Крепость Александра Невского | страница 26
— Я сам тогда спускался под землю. — Майор встал, подошел к окну. — Не все люди вышли, не все знали, что город освобожден. Под землей были больные, раненые… Первыми, конечно, вышли подпольщики. Интересно рассказывали… В городе одни фашисты, а по ночам — стрельба, взрывы… Немцы думали, что это армейские разведчики. Увидели меня подпольщики — узнали. Отец-то с псковским подпольем был связан, многие в нашем доке бывали…
Сергей Михайлович долго молчал, видимо переполненный воспоминаниями.
— Помню все входы, выходы… Три — около Баториева Холма, два — рядом с Гремячей башней. Подпольщики все рассказали, показали. Под землей у них даже типография была.

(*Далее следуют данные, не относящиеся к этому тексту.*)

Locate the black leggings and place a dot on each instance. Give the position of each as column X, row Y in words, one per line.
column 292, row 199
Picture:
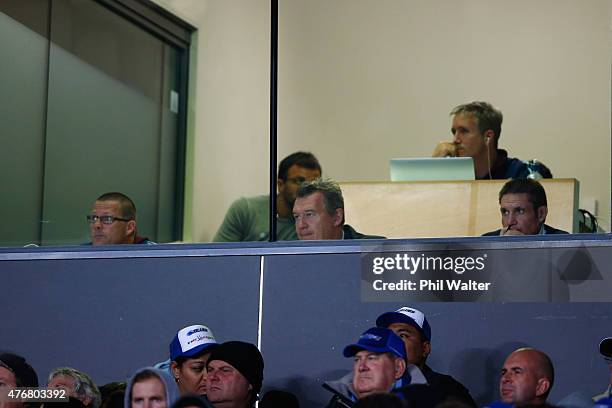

Был бы писателем — целый роман написал бы… Вхожу в тайник, а там кровати застеленные, стол, на столе — трофейная карбидная лампа. Светло, чисто… Смотрю, в углу древний сундук: крепкий, дубовый, обит медью. Открыли сундук, а в сундуке древние ядра, меч сломанный, кольчуга и наши гранаты РГД, диски, патроны…
Слушая рассказ Сергея Михайловича, я не удержал горького вздоха…
Псковитяне были талантливейшими строителями. Псковские крепости, храмы и звонницы удивительно прочны и красивы. Камень под руками древних мастеров становился теплым, живым. Самобытная псковская архитектура — предмет удивления и восхищения. Псковичи были прекрасными строителями не только на земле, но и под землей…
Известно, к сожалению, немногое. Исследователи прошли мимо псковских подземелий. Все выходы псковских подземелий надежно замурованы…
Замуровали в тот год, когда я поступил в институт. Заодно искалечили и многое из того, что уцелело. Нашлись люди, что рьяно выступали против идеи города-заповедника. Псков должен развиваться, расти, заявляли они. И заслоняли новыми зданиями древние, сносили то, что надо было беречь, словно строителям не хватало места на широкой равнине за рекой…
Вечерний автобус вернул нас с Зиной на родину. Это было счастье: рука в руке мы шли по скату холма, смотрели на озера и холмы.
На сеновал старой Просы я вернулся за полночь. Лег, укрылся овчиной. Дурманно пахло привядшей травой, в сене негромко шуршали мыши.
Сквозь дрему я увидел, что сижу внутри тесной камеры, в мягком кресле. Камера представляла белый цилиндр, кресло было похоже на самолетное. Ни окон, ни иллюминаторов не было, лишь крепко задраенная овальная дверь — тоже как в самолете. Камера мягко и неровно вздрагивала, и я решил, что я в космосе, и мне стало страшно…
На белой стене вспыхнули вдруг яркие и большие зеленые буквы. «Лиственка», — прочел я с удивлением.